I understand the mission of the habitat based orgs like DU, Delta, PF, etc. They and other do outstanding work. What I don't understand is that they are unwilling to join a push for the North American Model of Wildlife Management--the public trust. If we as sportsmen are to simply raise more wildlife for the use by fewer people, exclusive use, then I can't buy into that mission. There is a better place for my time and money. I wonder sometimes if they are more afraid of offending large donors and losing membership and money, than they are afraid of watching the public trust wither on the vine.


----------



## target (Aug 10, 2006)

Posted: Thu Aug 10, 2006 12:15 pm Post subject:

--------------------------------------------------------------------------------
Dick,

I understand your feelings and thoughts, and I agree with your ideas for the public trust. However, I believe that would hinder their efforts. There are too many recreational buyers, much more then in the past. As much as I dont like to see people buying there private hunting grounds, these are the people that are putting there land into easements, restoring the land, and enhancing the habitat. With most of this land bein put into an easement, it will always be this way. Meaning in years to come when this landowner is gone the habitat remains.

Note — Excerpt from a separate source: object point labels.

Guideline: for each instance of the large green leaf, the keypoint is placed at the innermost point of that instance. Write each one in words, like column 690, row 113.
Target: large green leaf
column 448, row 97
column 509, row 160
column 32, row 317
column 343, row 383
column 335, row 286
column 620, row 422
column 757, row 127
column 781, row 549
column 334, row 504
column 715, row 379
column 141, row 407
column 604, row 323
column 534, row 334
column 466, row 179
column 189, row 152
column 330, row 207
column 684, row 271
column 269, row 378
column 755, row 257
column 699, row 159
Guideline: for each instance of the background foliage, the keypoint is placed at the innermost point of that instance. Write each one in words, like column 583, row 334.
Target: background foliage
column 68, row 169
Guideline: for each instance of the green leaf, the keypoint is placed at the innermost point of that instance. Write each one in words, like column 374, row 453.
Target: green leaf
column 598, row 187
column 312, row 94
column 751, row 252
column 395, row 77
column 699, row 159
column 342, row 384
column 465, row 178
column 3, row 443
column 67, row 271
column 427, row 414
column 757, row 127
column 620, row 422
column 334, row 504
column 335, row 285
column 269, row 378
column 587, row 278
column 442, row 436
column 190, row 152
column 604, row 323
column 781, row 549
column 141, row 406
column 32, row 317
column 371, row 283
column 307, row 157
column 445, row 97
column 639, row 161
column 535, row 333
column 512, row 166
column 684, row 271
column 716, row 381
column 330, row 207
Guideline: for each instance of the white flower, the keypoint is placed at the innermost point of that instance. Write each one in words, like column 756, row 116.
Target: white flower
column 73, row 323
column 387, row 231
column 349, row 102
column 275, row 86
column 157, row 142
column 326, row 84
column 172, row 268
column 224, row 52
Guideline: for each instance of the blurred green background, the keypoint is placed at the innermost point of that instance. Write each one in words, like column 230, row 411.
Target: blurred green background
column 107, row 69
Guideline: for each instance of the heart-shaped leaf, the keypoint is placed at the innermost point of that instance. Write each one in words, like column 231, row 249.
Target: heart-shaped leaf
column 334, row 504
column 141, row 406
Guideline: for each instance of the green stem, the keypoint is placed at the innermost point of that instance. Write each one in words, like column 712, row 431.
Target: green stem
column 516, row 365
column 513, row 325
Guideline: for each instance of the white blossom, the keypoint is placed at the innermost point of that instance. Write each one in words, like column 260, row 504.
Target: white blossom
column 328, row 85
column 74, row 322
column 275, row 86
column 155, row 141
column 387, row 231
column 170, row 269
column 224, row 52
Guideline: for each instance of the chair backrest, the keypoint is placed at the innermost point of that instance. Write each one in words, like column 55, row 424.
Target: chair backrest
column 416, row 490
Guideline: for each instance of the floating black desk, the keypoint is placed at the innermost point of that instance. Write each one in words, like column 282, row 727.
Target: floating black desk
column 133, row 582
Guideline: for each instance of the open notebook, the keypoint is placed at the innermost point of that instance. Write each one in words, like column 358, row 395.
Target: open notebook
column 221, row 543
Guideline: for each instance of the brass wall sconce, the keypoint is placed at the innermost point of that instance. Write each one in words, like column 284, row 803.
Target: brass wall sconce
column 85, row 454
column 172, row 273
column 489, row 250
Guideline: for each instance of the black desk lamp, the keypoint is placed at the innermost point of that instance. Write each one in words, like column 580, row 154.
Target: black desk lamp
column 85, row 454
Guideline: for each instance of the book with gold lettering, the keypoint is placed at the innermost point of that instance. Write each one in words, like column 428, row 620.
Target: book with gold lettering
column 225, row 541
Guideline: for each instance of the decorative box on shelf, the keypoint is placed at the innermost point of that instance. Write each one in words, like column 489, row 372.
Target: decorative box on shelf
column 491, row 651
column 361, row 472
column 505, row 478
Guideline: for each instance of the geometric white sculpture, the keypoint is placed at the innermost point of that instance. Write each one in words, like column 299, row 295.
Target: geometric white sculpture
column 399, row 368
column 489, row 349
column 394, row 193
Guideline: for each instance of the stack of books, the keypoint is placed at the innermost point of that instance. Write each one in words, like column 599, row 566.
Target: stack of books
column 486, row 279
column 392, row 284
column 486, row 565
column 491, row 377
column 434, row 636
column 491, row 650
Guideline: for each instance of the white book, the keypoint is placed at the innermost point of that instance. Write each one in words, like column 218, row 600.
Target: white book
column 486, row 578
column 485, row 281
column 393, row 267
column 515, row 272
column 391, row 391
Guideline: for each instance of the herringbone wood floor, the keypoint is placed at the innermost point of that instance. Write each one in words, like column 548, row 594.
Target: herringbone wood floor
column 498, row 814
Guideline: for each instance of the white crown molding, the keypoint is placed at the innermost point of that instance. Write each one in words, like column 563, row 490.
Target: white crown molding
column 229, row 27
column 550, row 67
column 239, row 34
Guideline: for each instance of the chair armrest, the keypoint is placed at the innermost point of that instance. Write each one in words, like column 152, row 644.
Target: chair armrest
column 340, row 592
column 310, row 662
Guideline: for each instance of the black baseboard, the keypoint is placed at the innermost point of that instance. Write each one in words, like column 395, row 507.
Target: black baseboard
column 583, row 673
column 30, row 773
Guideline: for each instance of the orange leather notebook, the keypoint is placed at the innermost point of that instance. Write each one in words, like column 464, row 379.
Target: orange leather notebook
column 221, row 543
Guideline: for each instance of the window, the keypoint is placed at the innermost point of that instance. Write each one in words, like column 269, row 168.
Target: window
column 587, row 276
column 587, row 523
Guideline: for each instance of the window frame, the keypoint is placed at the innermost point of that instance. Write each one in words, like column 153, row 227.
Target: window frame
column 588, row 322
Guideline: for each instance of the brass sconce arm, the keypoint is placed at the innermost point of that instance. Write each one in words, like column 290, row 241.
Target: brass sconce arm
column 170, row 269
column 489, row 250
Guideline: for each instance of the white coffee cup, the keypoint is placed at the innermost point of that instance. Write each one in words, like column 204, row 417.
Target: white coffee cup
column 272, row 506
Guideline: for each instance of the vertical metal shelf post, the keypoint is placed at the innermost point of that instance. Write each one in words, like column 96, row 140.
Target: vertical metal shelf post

These organizations work closely with the state departments and are advocates for access programs like PLOTS. Organizations like the ones you listed I believe do their work with the people in mind. Especially the migratory bird orgs. their conservation work on a private landowners land effects his hunting land but it also has an overall effect throughout the flyway. The saving of grasslands in the Dakota's on private or public land has an extreme effect throughout the whole flyway and beyond. So I just think they have the whole picture in mind of conservation.


----------